1. Vous
dite que la philosophie libertarienne prône la liberté des
individus dans les échanges sociaux... On ne peut évidemment
pas être contre la liberté individuelle... Mais en quoi des
principes de redistribution de richesses viennent-ils brimer cette liberté?
Liberté individuelle rime-t-elle nécessairement avec accumulation
de richesses? Si, sans intervention de l'État, le travailleur au
bas de l'échelle est contraint à travailler 90 heures par
semaines pour un salaire ridicule, est-il « libre »?
Surtout... libre de s'en sortir?
2. Un
gouvernement libertarien va cesser d'intervenir dans les domaines «
où il n'aurait jamais dû intervenir »
(cf. LE BUDGET DE L'AN
1 LIBERTARIEN, le QL, no
59). Moi on m'a appris, peut-être à tort, je vous le demande
Monsieur Masse, que c'est grâce à l'intervention de l'État
québécois lors de la Révolution tranquille (nationalisation
de l'Hydro-Québec, création de la SGF, Caisse de Dépôt)
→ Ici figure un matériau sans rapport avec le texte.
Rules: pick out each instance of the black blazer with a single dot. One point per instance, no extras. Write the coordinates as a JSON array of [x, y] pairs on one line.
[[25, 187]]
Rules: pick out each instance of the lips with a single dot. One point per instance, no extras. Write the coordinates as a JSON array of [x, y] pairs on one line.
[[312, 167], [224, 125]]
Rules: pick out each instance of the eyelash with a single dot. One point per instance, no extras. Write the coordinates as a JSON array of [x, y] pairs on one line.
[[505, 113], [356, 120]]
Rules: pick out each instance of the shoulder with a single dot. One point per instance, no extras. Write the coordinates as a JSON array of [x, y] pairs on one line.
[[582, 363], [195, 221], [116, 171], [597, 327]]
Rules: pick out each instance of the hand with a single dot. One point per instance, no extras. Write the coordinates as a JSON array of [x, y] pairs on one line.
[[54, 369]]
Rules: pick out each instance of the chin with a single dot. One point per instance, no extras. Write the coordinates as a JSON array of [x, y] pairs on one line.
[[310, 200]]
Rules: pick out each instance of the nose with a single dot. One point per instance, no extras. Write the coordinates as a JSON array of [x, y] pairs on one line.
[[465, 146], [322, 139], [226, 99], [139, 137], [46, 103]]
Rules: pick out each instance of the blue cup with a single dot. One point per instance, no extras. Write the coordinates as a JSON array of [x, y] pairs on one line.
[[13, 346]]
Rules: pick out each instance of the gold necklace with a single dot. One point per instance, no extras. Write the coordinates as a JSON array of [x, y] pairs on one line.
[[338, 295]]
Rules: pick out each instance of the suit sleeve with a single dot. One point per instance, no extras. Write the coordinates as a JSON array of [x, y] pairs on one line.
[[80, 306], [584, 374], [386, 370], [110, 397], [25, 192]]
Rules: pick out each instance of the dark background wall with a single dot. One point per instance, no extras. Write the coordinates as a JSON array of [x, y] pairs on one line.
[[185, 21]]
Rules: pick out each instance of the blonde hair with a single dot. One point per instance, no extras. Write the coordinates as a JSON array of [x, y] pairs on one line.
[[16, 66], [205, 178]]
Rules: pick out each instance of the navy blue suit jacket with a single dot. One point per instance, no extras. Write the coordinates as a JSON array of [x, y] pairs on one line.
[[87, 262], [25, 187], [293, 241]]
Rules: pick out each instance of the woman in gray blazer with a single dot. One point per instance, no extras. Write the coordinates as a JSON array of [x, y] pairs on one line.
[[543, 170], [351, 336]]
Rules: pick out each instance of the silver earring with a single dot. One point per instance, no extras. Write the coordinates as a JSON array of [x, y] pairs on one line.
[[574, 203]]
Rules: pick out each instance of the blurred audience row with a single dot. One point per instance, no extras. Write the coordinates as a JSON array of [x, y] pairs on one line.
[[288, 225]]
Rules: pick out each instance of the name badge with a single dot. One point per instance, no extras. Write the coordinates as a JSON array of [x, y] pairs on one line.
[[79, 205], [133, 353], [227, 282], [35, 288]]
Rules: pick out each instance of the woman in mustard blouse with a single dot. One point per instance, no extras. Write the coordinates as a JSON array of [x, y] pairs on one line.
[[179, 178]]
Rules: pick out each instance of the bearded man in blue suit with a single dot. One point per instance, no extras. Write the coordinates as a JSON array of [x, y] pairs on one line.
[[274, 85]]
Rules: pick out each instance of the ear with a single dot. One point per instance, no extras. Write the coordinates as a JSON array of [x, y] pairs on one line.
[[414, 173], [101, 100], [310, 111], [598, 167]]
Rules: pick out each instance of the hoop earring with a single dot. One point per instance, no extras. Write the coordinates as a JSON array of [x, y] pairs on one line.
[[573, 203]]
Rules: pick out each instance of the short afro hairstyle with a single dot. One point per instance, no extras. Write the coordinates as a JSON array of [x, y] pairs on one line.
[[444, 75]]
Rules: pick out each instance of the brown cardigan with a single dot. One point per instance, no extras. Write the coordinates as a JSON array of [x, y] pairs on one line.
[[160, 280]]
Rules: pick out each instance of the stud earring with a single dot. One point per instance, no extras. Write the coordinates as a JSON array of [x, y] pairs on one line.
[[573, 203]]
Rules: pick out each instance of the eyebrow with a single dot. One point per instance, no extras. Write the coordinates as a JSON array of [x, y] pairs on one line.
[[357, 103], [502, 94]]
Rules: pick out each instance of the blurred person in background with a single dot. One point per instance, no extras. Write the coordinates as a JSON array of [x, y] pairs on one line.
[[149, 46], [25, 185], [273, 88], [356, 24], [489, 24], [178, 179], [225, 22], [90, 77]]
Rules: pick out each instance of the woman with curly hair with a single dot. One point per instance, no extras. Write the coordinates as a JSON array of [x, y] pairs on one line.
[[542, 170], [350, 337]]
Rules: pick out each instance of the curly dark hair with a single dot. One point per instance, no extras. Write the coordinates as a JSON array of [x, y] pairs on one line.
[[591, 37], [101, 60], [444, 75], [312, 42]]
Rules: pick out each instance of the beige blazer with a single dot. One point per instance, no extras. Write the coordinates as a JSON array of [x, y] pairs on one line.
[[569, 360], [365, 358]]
que les Québécois francophones ont pu (enfin!) prendre les
rênes de l'économie québécoise qui était
contrôlée par l'establishment anglo-saxon depuis l'époque
du Bas-Canada... Qu'avez-vous à répondre à mes profs
d'histoire Monsieur?
3. Et
dans un monde « libre »... Les consommateurs eux
sont-ils libres? Les fusions et les acquisitions qui créent des
espèces de monstres, de méga-compagnies presque aussi puissantes
que des États... vont-elles être garantes de cette liberté
individuelle? En quoi je suis libre si, lorsque je décide de m'acheter
un char, je n'ai plus le choix qu'entre deux, trois constructeurs? Et la
situation ne va pas en s'améliorant, en tous cas si on se fie à
ce qu'on lit dans les journaux. Bien sûr je ne crois pas tout...
Dominic
Claveau
Montréal
Réponse
de Martin Masse:
Monsieur
Claveau,
Vous êtes sans doute tombé sur les mauvais articles, nous
discutons sans cesse de ces sujets et la dernière chose que nous
tentons de faire est de les éviter!
1. Pourquoi
la redistribution de la richesse brime-t-elle la liberté?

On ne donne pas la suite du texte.